Аста хватала ртом воздух и чувствовала, как подгибаются колени, как выскальзывает оружие из немеющих пальцев, и все вокруг перед глазами становится таким же мутным, когда смотришь на него через целлофан. Зажигалка, чем-то кольнувшая под левым ухом, шлёпнулась на разорванный линолеум, а Креспин выпрямился, вытянул ногу из дыры в полу и шагнул вперёд. Одним коротким ударом в подбородок он свалил женщину на пол и взял телефон со стола.
Из динамика картаво орал перепуганный неизвестный:
— Аста?! Чтоб ты сдохла тысячу раз, тупая крашеная сука! Что там происходит?!
Креспин отключил громкую связь. Повертел мобильный в руках, определяя его конструкцию. Сдвинул крышку аккумуляторного отсека. Вытащил батарею, карту памяти и сим-карту. Положил телефон на край стола дисплеем вниз, секунду подумал и переломил его надвое. Потом он осмотрелся, отыскал зажигалку, подобрал оружие и направился в другую комнатушку. Когда вернулся с обрывками электрического провода, Аста уже смогла преодолеть ползком полметра до двери на лестницу. Он схватил её за щиколотку над ремнями обуви и протянул волоком обратно. Каблук на второй ноге, попавший в трещину в полу, переломился. Отшвырнув обломок в сторону, Креспин пошарил взглядом по стенам. Удовлетворённо кивнув самому себе, он проверил пульс женщины и занялся приготовлениями к разговору, который пройдёт по его сценарию. Без суфлёра…
Аста пришла в себя достаточно быстро и сразу все осознала. Лёжа на полу многое не сделаешь — особенно, если не получается пошевелить даже кончиком языка и с трудом можешь дышать. Двери открыты, на окне нет решёток, этаж второй, а покинуть это здание невозможно. И дело не в том, что в трёх шагах вооружённый её же пистолетом профессионал, который за долю секунды одним неуловимым движением размазал о заплёванный линолеум всю её хвалёную подготовку. Голова была ясной, мозг функционировал как всегда чётко, а тело не желало отзываться на его приказы. Она понимала, что ей впрыснули какой-то странный яд и его обездвиживающее действие не будет длиться вечно. Он или прикончит её через некоторое время, или позволит пожить ещё достаточно. А там, как повезёт.

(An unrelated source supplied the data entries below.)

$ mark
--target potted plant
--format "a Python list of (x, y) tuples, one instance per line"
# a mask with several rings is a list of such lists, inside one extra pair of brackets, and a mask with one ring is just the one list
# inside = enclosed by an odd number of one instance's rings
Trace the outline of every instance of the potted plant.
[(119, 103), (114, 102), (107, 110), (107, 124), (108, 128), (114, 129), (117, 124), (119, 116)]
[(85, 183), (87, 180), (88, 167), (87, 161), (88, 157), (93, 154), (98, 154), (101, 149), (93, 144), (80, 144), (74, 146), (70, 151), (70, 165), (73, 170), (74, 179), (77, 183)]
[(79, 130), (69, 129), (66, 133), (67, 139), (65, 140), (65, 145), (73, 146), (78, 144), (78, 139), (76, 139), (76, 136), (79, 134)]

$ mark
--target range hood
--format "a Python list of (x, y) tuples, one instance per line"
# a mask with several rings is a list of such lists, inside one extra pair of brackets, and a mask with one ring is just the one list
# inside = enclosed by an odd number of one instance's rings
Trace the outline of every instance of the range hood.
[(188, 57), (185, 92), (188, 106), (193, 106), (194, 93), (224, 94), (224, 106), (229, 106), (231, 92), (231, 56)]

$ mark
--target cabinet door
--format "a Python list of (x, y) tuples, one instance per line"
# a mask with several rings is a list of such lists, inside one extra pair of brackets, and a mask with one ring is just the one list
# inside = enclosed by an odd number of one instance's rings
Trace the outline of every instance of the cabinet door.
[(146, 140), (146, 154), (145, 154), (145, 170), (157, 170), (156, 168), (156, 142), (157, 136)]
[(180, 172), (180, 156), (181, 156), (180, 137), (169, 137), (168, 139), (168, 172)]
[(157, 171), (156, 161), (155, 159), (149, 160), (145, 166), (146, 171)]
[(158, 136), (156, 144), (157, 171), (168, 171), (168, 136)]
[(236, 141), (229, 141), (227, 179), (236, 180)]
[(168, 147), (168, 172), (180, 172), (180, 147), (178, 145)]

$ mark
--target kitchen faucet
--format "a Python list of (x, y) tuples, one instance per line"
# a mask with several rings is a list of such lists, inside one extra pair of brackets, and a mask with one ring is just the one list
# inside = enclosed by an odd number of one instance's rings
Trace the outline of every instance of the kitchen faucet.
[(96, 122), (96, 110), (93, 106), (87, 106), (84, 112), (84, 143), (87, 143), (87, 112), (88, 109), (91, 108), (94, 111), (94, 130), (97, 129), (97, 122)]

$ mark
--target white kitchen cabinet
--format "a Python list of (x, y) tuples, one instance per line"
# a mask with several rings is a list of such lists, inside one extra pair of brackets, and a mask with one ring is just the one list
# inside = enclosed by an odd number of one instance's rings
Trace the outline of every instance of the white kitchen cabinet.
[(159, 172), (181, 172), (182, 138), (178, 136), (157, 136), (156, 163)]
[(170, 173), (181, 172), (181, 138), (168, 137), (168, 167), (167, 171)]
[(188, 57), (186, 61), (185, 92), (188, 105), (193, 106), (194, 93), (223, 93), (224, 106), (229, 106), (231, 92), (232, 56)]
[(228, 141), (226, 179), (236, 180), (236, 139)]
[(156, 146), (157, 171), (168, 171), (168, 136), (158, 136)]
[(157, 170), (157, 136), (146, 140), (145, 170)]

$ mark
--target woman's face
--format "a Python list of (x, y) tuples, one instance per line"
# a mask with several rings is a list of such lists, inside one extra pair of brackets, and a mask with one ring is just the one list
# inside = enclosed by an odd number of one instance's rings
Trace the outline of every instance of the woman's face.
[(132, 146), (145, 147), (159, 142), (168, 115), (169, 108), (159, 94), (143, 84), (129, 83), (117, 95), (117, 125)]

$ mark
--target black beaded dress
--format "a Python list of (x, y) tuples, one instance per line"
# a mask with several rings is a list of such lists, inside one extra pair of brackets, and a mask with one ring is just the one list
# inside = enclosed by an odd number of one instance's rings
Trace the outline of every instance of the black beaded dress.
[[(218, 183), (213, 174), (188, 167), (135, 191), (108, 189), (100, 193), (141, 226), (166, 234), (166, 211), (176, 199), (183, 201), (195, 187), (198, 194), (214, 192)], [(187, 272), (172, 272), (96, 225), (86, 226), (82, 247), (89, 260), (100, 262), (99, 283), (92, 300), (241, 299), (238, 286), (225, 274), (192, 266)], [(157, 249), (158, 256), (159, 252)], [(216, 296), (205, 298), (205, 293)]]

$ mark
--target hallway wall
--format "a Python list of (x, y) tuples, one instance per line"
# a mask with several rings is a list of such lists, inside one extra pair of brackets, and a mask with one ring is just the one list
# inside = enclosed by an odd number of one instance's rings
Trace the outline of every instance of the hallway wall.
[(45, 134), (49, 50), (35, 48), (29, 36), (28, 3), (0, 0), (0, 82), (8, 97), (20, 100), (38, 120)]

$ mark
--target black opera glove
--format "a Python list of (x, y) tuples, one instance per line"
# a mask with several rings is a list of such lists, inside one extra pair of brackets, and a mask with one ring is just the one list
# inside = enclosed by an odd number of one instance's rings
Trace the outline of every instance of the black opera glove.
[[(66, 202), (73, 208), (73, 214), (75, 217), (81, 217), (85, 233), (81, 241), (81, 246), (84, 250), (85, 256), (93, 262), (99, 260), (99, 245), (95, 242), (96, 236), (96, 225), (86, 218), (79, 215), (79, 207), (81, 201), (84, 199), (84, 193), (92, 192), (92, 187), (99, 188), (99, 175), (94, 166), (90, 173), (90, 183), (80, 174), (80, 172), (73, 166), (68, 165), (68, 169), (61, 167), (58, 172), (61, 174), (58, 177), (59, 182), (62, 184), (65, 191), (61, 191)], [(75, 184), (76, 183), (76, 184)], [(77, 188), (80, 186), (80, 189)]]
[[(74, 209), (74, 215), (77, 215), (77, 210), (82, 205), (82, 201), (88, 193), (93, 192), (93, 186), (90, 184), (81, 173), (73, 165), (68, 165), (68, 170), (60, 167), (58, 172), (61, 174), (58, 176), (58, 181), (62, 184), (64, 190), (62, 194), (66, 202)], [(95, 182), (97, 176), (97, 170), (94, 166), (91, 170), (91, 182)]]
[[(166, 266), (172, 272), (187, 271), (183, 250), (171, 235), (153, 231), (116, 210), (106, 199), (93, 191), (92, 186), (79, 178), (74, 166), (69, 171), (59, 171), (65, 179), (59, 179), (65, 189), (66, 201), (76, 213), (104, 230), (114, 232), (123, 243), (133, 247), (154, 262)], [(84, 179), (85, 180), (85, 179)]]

Вновь пошёл дождь. Сначала забарабанил по карнизу редкими каплями, а потом заскрёбся в стекло и слился в сплошной шум. В пробитую пулей дыру ворвался поток холодного и сырого воздуха. Креспин вдохнул полной грудью и скривился — вместо свежести в помещение хлынул запах помойки.
Он смотрел на отражение лежащей женщины, перечёркнутое острыми гранями трещин в стекле. Она смотрела в спину человека, который уже несколько минут задумчиво вглядывался в темноту сквозь мокрое стекло, засунув руки глубоко в карманы плаща и склонив голову набок. Тогда она непроизвольно моргнула в ответ этому отражению, но хоть и сохранила остатки самообладания, тут же побледнела. Больше всего ей сейчас хотелось оказаться за несколько кварталов от этой спины и никогда в жизни не видеть, как струйки воды жутко искажают десяток отражений мрачного лица. Глаза наполнились слезами отчаяния, и она отвела взгляд, рассматривая полоску тусклого света из-под приоткрытой двери.
— У тебя противоядия нет?
Мужчина у окна не обернулся, но в его вопросе прозвучал неподдельный интерес. Он подождал несколько секунд и добавил:
— Да — глаза закрыты. Нет — наоборот. Все понятно?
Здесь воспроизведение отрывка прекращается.